Q 19- What are the most significant sources of black carbon emissions? Examine its effects on the Himalayan Ecosystem. (250 words)
Paper & Topic: GS III à Conservation, Environmental Pollution and
Degradation, Environmental Impact Assessment.
- The incomplete combustion of fossil fuels, wood, and other fuels produces black carbon, a powerful climate-warming component of particulate matter.
- The concentration of black carbon on Gangotri glacier has nearly doubled in the last few years, according to a study conducted by the Wadia Institute of Himalayan Geology, owing to agricultural burning and forest fires.
- Major Black Carbon Sources:
- Forest fires, domestic and commercial fuel wood burning, seasonal agricultural residue burning, and developmental operations (according to the Forest Survey of India, forest fire activity is normally documented in Uttarakhand from February to June, with a peak in fire incidents in May and June.)
- Pollution from local, regional, and global sources, which builds up over the Himalayan region and raises black carbon concentrations.
- Emissions of black carbon from cook stoves and diesel engines.
- Environmental Impact on the Himalayan Ecosystem According to a recent study, tarballs made up about 28% of the particles collected from air samples at a research site in the Himalaya-Tibetan Plateau.
- According to new World Bank study, black carbon (BC) deposits produced by human activity that accelerate the rate of glacier and snow melt in the Himalayan region can be decreased by an extra 50% from current levels with new, currently achievable policies (WB).
- Light and nearly a million times more energy are absorbed by fine particles than by carbon dioxide.
- Solar energy is absorbed by black carbon, which heats the atmosphere.
- It darkens the surface of snow and ice when it falls to earth as precipitation, diminishing its albedo (reflective power), warming the snow, and hastening melting.
- Forest fires and stubble burning from agricultural waste caused black carbon concentrations near the Gangotri glacier to rise 400 times in the summer, triggering glacial melt.
- Dark colours absorb more light and emit infrared radiation, raising the temperature.
- As a result, if there is an increase in black carbon in the higher Himalayas, the Himalayan glaciers will melt faster.
- Glacier melt causes flash floods, landslides, soil erosion, and glacial lake outburst floods (GLOF), and larger melt volumes could temporarily replace receding groundwater downstream.
- Reduced water availability, on the other hand, would exacerbate the water deficit in the long run.
- Changes in the high Himalayan atmospheric composition would affect weather patterns (such as rain and snow precipitation patterns) and, as a result, natural resources and socio-economic activities of Himalayan inhabitants in the long run.
- Changing rain patterns can have far-reaching repercussions for ecosystems and human lives, including as disrupting monsoons, which are essential for agriculture in much of Asia and Africa.
- The placentas of women who are most exposed to airborne pollution in their daily lives have the highest concentration of black carbon particles.
- Inhalation of these particles by the mother causes them to be translocated from the mother's lungs to the placenta, causing life-long alterations in the baby's development as well as lasting lung tissue damage.

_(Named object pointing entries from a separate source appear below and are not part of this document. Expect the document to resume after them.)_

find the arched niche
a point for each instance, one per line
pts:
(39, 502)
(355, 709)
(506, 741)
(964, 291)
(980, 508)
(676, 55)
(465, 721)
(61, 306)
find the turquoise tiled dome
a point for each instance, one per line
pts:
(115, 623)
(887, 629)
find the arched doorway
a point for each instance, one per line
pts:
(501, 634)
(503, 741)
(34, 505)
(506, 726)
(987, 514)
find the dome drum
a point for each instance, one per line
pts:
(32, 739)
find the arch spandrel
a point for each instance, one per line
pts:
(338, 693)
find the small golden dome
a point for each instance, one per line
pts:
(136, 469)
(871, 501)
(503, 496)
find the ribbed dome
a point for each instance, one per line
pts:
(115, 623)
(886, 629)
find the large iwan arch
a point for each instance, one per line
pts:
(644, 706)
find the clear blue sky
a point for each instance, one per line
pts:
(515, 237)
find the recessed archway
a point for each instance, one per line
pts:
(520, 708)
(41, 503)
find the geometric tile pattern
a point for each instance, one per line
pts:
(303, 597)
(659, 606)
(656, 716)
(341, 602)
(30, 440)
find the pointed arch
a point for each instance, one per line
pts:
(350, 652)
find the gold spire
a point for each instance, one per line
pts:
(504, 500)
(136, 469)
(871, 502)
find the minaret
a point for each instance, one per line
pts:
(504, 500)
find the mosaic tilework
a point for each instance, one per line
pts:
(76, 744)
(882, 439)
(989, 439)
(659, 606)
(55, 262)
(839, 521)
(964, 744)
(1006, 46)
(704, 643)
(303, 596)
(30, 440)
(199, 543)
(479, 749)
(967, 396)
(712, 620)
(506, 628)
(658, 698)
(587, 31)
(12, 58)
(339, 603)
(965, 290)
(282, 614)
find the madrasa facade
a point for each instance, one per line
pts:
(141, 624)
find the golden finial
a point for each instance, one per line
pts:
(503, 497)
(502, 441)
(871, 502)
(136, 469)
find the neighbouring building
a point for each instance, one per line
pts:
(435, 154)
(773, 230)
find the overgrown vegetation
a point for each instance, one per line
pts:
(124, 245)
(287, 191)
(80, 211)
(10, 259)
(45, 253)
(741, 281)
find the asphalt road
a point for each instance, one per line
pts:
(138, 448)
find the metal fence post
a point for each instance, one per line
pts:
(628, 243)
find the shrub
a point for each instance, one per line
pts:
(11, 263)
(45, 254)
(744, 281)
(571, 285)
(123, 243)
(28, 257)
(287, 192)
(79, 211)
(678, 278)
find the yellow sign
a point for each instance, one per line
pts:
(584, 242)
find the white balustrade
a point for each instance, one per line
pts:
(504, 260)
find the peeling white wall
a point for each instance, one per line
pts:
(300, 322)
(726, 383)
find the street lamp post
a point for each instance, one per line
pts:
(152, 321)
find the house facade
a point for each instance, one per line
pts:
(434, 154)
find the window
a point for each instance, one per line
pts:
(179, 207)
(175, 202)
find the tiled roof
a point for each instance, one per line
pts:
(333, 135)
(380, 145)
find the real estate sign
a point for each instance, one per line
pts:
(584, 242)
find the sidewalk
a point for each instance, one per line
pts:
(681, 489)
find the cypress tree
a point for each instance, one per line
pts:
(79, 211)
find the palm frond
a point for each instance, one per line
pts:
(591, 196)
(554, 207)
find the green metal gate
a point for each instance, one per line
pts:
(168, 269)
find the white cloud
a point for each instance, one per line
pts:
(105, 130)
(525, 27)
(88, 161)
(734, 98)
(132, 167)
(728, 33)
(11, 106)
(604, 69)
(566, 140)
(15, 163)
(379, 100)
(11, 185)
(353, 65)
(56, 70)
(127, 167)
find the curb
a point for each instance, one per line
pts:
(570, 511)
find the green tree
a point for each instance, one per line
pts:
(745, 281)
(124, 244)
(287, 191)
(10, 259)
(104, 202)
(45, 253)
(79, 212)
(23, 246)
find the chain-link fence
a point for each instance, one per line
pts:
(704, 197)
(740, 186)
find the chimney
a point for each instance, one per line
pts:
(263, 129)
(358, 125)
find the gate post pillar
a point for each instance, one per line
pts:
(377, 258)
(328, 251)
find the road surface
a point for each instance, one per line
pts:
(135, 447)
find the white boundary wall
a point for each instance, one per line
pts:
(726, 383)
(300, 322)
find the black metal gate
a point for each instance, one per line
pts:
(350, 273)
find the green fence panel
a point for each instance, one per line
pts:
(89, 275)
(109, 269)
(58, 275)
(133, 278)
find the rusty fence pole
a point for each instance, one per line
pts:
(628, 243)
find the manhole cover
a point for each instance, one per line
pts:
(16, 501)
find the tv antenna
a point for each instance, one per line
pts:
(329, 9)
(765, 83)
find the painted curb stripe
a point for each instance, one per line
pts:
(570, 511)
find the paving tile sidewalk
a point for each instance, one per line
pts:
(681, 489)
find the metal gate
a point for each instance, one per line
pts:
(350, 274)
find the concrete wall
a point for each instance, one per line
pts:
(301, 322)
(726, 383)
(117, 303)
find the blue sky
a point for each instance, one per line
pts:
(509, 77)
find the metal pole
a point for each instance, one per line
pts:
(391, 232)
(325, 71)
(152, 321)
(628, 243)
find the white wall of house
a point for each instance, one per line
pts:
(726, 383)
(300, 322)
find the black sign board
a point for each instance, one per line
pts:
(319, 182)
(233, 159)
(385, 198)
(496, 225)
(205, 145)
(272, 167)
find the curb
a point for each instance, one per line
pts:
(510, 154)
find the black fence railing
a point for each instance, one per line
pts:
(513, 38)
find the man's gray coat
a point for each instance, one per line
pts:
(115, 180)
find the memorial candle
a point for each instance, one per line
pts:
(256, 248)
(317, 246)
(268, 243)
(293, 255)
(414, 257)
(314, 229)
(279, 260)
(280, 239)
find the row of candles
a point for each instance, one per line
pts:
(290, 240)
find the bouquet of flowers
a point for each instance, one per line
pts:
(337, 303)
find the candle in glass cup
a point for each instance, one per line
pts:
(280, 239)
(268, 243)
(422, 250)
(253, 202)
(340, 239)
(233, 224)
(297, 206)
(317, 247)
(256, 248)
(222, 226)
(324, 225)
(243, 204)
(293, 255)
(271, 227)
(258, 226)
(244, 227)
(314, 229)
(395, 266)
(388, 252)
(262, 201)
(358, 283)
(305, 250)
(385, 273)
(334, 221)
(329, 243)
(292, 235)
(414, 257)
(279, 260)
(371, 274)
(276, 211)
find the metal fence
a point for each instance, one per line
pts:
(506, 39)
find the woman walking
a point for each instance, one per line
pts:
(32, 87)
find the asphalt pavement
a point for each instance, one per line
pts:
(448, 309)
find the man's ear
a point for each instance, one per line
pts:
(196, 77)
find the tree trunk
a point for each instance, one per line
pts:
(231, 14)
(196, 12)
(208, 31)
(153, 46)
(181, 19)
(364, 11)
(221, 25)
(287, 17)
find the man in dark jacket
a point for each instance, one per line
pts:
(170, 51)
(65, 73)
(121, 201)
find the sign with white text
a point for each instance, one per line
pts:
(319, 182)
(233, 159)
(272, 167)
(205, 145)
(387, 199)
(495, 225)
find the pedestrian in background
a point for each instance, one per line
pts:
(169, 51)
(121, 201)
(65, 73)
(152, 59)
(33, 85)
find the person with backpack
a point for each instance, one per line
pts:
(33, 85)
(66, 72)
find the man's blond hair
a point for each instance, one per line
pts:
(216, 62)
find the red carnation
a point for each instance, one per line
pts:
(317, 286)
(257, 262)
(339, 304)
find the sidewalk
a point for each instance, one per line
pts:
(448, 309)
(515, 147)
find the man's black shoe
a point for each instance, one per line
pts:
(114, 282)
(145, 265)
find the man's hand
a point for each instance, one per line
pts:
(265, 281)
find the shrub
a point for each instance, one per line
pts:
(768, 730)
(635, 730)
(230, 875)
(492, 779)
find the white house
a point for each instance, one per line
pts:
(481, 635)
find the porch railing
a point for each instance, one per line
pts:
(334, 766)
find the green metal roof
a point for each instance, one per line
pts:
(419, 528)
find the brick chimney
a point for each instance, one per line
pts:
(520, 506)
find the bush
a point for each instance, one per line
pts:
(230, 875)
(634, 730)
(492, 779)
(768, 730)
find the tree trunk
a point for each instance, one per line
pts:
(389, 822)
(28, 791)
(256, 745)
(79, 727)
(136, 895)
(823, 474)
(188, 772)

- This study found a correlation between unclean air exposure and an increased risk of miscarriages, premature deliveries, and low birth weights, all of which raise the risk of diabetes, asthma, stroke, heart disease, and a variety of other illnesses.
- The WB said in its research report titled "Glaciers of the Himalayas, Climate Change, Black Carbon, and Regional Resilience" that full implementation of current policies to mitigate BC can achieve a 23 percent reduction, but enacting new policies and incorporating them through regional cooperation among countries can achieve enhanced benefits.
- Because of their light-absorbing properties, black carbon (BC) aerosols contribute greatly to global warming.
- Their existence in environmentally vulnerable areas, such as the Himalayan glacier valleys, is a cause for concern and must be carefully monitored.
- BC is a short-lived pollutant that, after carbon dioxide, is the second-largest contributor to global warming (CO2).
- BC, unlike other greenhouse gases, is quickly washed out and can be completely removed from the atmosphere if emissions are reduced.